Tra le patologie degenerative, per esempio, vi sono artrosi e tendinite, che provocano nel paziente forte dolore e modificano la struttura anatomica dell’articolazione, inficiandone la funzionalità.
 
Di origine diversa, invece, la sindrome da conflitto sub-acromiale. Questa dipende infatti dalla conformazione anatomica dell’articolazione del paziente e viene trattata con tecniche artrotomiche mininvasive, dilatando il muscolo ma non tagliandolo, in modo che il recupero sia più rapido. Si parla in questo caso di chirurgia riparativa.
 


Le tipologie di intervento

 
Gli interventi di chirurgia della spalla effettuati sono di preferenza di tipo mininvasivo, in anestesia locale, spinale o plessica. L’approccio prediletto è alla chirurgia a risparmio tissutale, detta TSS.
 
L’approccio TSS prevede la riduzione del carico chirurgico e la salvaguardia, ove possibile, dei tessuti del paziente.

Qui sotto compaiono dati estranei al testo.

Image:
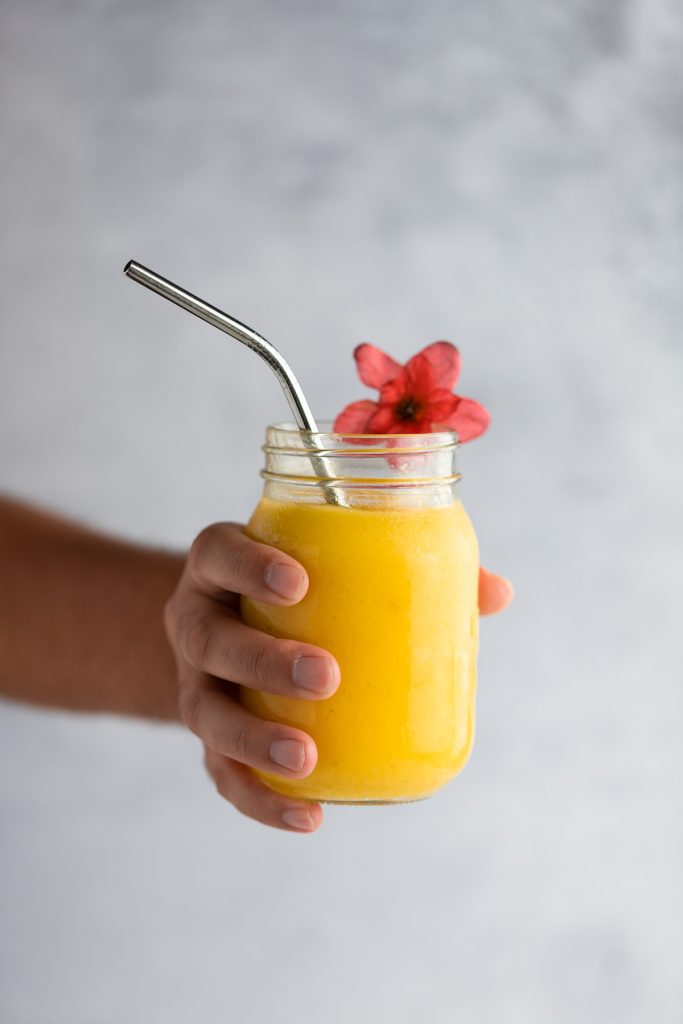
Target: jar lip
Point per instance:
(287, 434)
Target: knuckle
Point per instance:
(170, 616)
(256, 664)
(199, 639)
(189, 702)
(242, 564)
(243, 741)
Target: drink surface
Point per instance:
(393, 596)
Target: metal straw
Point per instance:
(250, 338)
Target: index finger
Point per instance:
(223, 559)
(496, 593)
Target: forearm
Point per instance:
(81, 621)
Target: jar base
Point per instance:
(374, 803)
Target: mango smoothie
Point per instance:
(393, 596)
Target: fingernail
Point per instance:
(285, 580)
(288, 754)
(299, 818)
(314, 673)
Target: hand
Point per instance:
(216, 653)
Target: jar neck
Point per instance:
(360, 470)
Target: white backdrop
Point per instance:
(509, 176)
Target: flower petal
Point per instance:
(468, 420)
(354, 418)
(375, 367)
(384, 419)
(443, 359)
(441, 404)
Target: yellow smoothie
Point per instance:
(393, 596)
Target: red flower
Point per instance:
(416, 398)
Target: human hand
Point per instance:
(216, 653)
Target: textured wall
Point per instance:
(510, 176)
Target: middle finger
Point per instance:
(217, 642)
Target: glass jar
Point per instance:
(392, 562)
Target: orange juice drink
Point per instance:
(393, 596)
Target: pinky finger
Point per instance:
(238, 783)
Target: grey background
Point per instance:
(507, 175)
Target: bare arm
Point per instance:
(81, 617)
(89, 623)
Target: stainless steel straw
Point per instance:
(289, 383)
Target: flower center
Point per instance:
(408, 409)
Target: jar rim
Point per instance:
(286, 435)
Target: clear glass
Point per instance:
(392, 561)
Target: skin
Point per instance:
(89, 623)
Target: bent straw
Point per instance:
(250, 338)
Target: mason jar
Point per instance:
(392, 562)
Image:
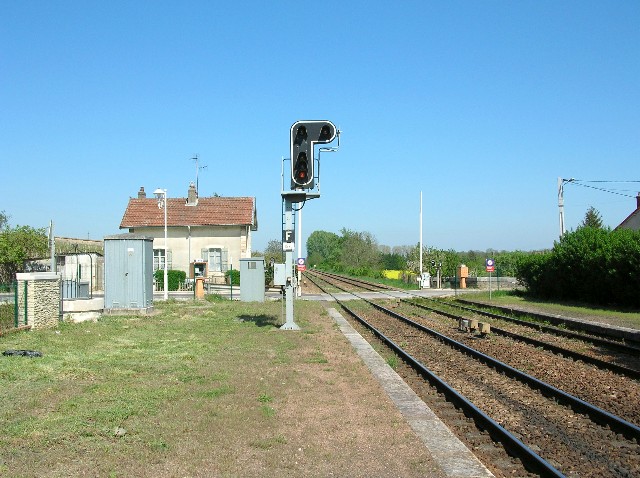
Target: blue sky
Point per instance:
(479, 105)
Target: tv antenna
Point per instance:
(198, 168)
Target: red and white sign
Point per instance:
(490, 265)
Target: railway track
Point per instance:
(553, 432)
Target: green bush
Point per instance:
(174, 277)
(591, 265)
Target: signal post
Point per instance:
(304, 135)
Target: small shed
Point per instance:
(252, 279)
(128, 273)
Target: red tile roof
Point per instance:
(209, 211)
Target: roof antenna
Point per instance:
(198, 168)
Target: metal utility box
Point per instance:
(279, 274)
(252, 279)
(128, 272)
(198, 269)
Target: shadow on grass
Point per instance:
(261, 320)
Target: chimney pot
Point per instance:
(192, 195)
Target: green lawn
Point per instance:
(115, 397)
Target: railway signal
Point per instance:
(304, 136)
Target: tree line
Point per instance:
(17, 245)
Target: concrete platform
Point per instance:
(453, 457)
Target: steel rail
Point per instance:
(596, 414)
(631, 350)
(620, 369)
(531, 460)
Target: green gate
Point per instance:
(13, 312)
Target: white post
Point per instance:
(299, 288)
(161, 194)
(420, 278)
(166, 250)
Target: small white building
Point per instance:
(213, 230)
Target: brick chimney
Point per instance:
(192, 195)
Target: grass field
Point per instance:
(115, 397)
(198, 389)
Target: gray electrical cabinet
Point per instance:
(252, 279)
(128, 272)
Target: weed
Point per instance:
(265, 398)
(392, 362)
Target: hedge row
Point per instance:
(596, 266)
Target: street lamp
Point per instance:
(161, 194)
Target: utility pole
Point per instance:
(561, 183)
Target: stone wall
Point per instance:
(42, 299)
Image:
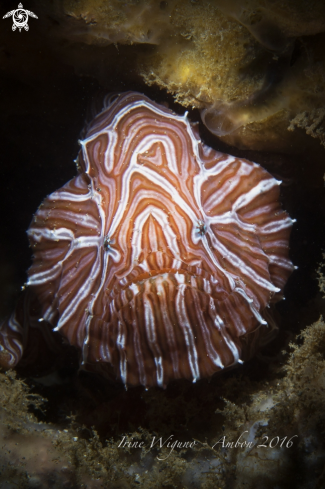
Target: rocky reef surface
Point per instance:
(235, 431)
(255, 72)
(251, 67)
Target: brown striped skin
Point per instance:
(161, 256)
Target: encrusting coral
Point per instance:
(250, 67)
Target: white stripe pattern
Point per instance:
(161, 256)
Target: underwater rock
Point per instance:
(244, 66)
(160, 258)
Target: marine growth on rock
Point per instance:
(160, 258)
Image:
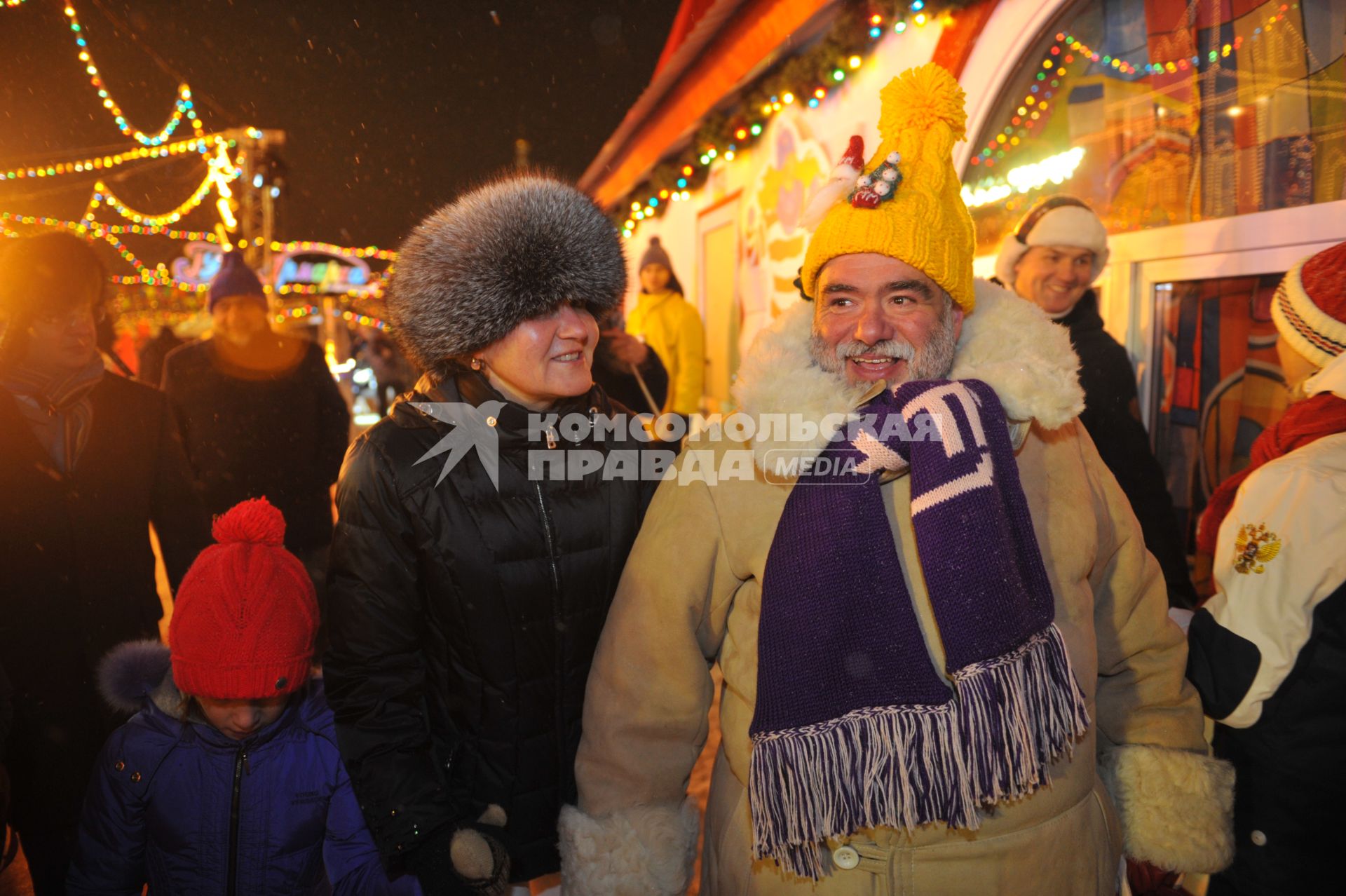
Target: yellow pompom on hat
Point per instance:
(921, 219)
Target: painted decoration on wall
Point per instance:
(791, 163)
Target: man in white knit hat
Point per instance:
(1053, 259)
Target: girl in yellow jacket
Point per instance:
(672, 327)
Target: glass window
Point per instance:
(1160, 112)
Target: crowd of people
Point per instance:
(964, 663)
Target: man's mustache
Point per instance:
(890, 348)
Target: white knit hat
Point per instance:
(1054, 221)
(1310, 306)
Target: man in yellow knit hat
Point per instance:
(948, 663)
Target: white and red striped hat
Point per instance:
(1310, 306)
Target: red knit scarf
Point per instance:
(1305, 423)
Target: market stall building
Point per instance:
(1211, 137)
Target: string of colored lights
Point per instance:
(753, 128)
(81, 229)
(1056, 170)
(216, 179)
(194, 236)
(96, 163)
(352, 316)
(184, 105)
(368, 252)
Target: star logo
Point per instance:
(473, 426)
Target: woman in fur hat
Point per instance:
(469, 591)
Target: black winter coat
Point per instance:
(79, 578)
(1290, 785)
(463, 619)
(620, 382)
(1112, 419)
(280, 436)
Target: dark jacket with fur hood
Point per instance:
(463, 620)
(186, 809)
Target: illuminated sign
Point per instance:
(320, 271)
(200, 265)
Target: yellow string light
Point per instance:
(304, 245)
(184, 105)
(102, 163)
(216, 179)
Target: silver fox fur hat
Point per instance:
(500, 254)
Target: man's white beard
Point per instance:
(932, 361)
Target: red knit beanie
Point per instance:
(1310, 306)
(245, 616)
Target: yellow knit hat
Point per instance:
(923, 218)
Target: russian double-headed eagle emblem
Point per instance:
(1255, 548)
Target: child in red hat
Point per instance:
(228, 777)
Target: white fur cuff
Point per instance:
(644, 850)
(1177, 808)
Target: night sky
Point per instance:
(390, 107)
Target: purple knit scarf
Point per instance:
(854, 727)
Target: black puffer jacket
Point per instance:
(1112, 419)
(463, 620)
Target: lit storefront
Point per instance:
(1209, 136)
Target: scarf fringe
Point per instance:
(1017, 713)
(909, 766)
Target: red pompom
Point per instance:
(854, 154)
(253, 521)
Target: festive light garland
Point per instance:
(184, 105)
(1033, 109)
(221, 172)
(1057, 170)
(55, 168)
(299, 313)
(193, 236)
(368, 252)
(805, 80)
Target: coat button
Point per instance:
(845, 857)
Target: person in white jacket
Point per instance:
(1268, 650)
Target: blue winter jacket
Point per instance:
(185, 809)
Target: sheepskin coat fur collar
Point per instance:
(1006, 342)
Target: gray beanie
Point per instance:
(656, 256)
(501, 254)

Ciò si traduce in un recupero post-operatorio più facile e anche in un impatto estetico minore del taglio chirurgico.
 
Tra gli interventi più frequentemente eseguiti vi sono:
  • Interventi di capsuloplastica: con una invasività chirurgica minima, si interviene sui legamenti, sul glenoide e sulla capsula dell’articolazione per ripararla.
 
  • Protesi o sostituzione di protesi, con tecnica mini-invasiva e robotica: si accede all’articolazione della spalla tramite un taglio chirurgico ridotto, preservando le strutture anatomiche che non necessitano di intervento. Vengono eseguiti interventi di protesi totale o parziale dell’articolazione dell’articolazione della spalla, con device di materiale inerte non biologico. La sostituzione di protesi già in loco, invece prevede la sostituzione di una protesi (o parte di essa) già esistente e l’innesto di una nuova.


La terapia biologica

 
La cosiddetta terapia biologica viene utilizzata in ortopedia rigenerativa. Consiste nell’utilizzo di tessuti biologici per curare patologie a carico delle articolazioni.
Rientrano nella terapia biologica i trapianti di materiale biologico, autologo e omologo, ma anche le infiltrazioni di materiale biologico capace di rigenerare i tessuti lesionati, come cellule mesenchimali staminali prese dal tessuto adiposo o dal midollo osseo.

 

Dopo la chirurgia

 
A seconda del tipo di intervento, la degenza post-operatoria sarà più o meno lunga. Gli interventi mininvasivi, di norma, richiedono un ricovero più breve rispetto alle operazioni chirurgiche tradizionali.
Il decorso post operatorio tuttavia varia anche in base alle condizioni soggettive del paziente: l’età e lo stato di salute in primis.
 
Dopo un intervento chirurgico a carico della spalla, è sempre indicata la fisioterapia, per consentire il corretto recupero dell’articolazione e dei muscoli. Presso l’U.O. di chirurgia della spalla di Clinica Privata Villalba si segue un approccio fast track: il percorso di fisioterapia per il paziente inizia immediatamente dopo essere rientrato in stanza, a seguito dell’intervento.